Bigon (Pd): "Trasporti in Valpolicella, servono più corse, investimenti e attenzione a cittadini e turisti. Tagli alle corse domenicali e riduzione della frequenza mettono a rischio pendolari, studenti e turismo enogastronomico. Chiedo alla Regione interventi concreti e più risorse"

16 settembre 2025

(Arv) Venezia 16 set. 2025 -       "Il trasporto pubblico in Valpolicella è al centro di preoccupazioni crescenti per i cittadini e gli operatori turistici: i residenti mi riportano disagi e difficoltà derivanti dai tagli della linea 93 e dalle modifiche alle linee 20, 21 e 22. Queste corse sono fondamentali per pendolari, studenti e turisti, soprattutto in un territorio che vive di enoturismo e sostenibilità". E' quanto dichiara Anna Maria Bigon, consigliera regionale del Partito Democratico.

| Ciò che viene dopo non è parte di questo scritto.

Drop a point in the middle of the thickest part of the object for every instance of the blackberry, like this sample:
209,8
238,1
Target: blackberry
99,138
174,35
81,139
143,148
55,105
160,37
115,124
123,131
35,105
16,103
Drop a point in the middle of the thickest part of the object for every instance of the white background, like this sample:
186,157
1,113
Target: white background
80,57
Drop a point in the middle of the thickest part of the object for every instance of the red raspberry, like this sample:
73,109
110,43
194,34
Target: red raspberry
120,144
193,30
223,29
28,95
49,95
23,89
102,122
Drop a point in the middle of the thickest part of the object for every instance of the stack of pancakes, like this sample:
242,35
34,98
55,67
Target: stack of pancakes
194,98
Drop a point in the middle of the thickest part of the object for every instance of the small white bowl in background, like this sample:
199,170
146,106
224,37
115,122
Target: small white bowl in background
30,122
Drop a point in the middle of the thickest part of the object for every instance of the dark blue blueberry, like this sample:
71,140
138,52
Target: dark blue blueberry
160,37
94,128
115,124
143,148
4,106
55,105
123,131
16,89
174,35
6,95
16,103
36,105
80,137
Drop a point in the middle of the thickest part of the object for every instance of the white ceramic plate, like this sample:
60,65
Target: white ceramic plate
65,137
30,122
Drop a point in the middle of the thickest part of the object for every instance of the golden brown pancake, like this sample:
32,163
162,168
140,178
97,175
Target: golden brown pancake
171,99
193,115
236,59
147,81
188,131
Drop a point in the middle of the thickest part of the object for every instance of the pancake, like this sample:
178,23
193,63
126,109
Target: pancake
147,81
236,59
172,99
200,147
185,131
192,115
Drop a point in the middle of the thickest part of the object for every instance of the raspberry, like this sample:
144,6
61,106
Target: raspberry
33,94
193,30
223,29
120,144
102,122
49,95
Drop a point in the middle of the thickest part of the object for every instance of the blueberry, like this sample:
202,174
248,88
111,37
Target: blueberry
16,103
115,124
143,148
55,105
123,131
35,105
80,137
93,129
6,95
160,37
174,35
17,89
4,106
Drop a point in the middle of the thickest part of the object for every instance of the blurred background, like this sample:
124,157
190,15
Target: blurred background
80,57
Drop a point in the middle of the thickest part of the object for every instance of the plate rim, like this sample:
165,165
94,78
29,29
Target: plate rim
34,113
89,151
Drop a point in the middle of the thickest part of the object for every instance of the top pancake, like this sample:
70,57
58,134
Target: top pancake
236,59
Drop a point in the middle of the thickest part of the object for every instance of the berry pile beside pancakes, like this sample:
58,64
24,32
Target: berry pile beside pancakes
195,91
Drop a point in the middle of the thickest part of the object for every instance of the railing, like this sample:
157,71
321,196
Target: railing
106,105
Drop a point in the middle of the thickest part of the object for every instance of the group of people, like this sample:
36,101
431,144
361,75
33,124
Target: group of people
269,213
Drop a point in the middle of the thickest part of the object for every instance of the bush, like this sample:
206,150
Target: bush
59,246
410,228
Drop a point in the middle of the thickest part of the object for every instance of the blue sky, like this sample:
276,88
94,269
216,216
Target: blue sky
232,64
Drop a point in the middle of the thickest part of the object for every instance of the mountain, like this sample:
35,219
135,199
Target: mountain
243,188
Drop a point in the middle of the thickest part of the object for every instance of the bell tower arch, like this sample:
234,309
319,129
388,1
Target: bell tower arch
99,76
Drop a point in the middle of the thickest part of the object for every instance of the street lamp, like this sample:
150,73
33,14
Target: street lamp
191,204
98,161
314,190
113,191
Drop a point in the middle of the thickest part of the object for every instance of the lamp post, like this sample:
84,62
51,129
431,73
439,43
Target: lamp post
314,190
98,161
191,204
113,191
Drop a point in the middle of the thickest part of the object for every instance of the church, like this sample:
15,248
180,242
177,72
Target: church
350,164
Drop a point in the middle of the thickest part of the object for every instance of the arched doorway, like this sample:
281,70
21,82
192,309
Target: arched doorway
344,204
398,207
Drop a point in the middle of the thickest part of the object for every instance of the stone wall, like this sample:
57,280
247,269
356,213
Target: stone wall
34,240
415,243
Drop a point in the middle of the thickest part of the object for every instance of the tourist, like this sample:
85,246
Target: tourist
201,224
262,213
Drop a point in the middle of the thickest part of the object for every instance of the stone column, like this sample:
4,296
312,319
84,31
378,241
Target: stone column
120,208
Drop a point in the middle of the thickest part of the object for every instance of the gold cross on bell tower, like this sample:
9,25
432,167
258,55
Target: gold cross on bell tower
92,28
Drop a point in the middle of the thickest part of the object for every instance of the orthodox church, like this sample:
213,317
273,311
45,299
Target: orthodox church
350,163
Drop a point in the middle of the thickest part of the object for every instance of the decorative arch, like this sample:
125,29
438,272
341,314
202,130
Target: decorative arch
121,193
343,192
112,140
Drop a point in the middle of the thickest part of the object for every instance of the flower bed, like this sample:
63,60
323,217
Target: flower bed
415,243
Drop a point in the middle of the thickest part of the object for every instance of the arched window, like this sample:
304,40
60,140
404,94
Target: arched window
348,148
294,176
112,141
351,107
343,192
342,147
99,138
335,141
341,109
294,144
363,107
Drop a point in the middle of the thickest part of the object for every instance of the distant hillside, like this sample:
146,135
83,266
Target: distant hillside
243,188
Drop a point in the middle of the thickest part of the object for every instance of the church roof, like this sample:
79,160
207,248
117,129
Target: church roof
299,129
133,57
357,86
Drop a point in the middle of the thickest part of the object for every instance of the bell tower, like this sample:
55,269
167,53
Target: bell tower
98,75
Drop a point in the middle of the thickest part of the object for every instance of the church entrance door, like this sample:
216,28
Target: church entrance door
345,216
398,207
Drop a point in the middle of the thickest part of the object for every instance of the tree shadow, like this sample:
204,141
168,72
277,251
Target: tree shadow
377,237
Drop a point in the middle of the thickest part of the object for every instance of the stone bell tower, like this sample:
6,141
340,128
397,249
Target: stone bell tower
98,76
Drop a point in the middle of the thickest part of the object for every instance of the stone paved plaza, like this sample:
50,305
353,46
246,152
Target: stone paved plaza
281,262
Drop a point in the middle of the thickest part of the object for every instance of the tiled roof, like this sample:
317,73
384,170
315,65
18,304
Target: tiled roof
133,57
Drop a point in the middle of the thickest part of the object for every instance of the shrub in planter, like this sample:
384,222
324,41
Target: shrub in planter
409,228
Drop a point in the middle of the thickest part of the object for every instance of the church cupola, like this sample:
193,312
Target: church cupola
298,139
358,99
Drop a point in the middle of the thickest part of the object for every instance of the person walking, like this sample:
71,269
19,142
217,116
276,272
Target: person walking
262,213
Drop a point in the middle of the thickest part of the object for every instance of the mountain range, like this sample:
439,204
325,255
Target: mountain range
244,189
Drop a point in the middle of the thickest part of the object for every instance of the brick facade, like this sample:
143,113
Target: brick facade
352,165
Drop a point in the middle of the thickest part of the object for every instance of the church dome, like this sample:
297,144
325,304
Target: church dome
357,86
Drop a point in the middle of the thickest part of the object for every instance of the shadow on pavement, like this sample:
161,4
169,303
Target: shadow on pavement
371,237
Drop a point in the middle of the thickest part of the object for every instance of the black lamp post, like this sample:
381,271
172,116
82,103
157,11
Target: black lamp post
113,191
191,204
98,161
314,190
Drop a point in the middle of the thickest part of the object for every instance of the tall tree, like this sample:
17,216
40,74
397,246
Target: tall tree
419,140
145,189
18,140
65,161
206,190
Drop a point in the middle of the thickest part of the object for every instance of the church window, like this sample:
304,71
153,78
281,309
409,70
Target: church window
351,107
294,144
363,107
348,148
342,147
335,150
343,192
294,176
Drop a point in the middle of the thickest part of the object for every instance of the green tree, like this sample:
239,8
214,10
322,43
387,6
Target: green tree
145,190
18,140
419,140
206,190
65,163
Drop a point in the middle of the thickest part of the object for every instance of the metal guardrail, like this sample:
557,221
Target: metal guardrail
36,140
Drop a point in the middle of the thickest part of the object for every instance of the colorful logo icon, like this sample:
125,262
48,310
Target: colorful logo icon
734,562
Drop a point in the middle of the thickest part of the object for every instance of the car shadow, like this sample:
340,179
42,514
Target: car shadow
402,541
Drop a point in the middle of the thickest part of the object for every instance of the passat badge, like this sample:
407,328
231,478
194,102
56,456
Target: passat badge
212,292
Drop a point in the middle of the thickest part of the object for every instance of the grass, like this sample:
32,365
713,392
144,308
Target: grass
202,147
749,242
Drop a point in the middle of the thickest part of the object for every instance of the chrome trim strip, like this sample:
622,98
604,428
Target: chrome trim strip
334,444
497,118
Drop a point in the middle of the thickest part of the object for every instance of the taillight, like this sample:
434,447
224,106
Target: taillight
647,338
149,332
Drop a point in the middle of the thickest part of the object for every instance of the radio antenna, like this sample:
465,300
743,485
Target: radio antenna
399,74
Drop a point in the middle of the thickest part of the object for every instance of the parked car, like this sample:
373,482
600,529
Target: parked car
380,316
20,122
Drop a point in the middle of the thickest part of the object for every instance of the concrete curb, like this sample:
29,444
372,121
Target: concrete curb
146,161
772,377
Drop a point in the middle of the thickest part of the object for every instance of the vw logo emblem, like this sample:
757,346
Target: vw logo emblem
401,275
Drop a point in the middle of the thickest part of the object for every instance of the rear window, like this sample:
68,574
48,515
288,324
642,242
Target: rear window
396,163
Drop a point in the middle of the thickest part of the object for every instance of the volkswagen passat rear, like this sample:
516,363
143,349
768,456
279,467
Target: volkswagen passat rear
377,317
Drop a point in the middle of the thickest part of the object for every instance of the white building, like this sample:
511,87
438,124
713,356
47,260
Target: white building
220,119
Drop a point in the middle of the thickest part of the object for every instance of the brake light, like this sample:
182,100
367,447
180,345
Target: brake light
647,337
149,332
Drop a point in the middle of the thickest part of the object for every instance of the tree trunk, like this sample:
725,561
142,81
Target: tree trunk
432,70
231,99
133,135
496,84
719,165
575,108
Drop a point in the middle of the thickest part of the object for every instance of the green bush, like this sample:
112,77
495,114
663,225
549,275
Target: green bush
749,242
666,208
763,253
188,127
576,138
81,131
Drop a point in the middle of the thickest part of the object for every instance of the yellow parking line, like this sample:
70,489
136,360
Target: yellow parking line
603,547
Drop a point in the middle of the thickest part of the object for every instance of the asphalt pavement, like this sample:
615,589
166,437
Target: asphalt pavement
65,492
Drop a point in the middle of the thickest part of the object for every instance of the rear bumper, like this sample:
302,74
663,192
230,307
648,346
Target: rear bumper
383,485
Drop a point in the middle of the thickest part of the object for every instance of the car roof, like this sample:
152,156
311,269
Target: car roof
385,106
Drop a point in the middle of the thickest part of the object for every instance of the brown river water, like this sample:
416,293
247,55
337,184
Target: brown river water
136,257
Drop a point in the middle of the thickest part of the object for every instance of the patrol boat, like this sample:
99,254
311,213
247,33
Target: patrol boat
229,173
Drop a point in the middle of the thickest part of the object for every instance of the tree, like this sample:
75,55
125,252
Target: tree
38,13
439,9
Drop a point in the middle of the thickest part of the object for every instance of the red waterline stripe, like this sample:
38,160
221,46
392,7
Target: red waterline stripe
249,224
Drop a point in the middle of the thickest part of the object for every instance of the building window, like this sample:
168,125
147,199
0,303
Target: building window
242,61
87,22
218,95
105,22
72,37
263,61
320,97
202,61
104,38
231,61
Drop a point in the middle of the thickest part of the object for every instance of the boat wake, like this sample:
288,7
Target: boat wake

"La soppressione della linea domenicale 93, che collegava Verona a San Floriano, e la riduzione delle frequenze rischiano di penalizzare chi vive, lavora e visita la Valpolicella. Da Santa Maria in poi la frequenza delle corse passa da 20 a 30/40 minuti, e il collegamento verso San Floriano e San Pietro in Cariano è praticamente azzerato, come segnala Bigon. Il Veneto è terzo in Italia per passeggeri trasportati, ma penultimo per investimenti regionali sul trasporto pubblico locale. Siamo troppo dipendenti dal Fondo Nazionale Trasporti e servono risorse aggiuntive e una strategia chiara per garantire collegamenti adeguati - sottolinea la consigliera -. Propongo interventi concreti: incremento delle risorse regionali per il TPL, commisurato alle reali necessità del territorio; Rafforzamento dell’offerta extraurbana, essenziale per pendolari e turismo; Agevolazioni per studenti, anziani e famiglie; Sostegno alla mobilità sostenibile, valorizzando collegamenti efficienti ed ecologici per visitare le cantine e le attrazioni turistiche. Investire nel trasporto pubblico significa garantire equità tra città e province, tutelare cittadini e turismo locale. Pertanto, chiedo alla Regione di intervenire con urgenza, ripristinando le corse domenicali e migliorando la frequenza dei collegamenti", conclude Bigon.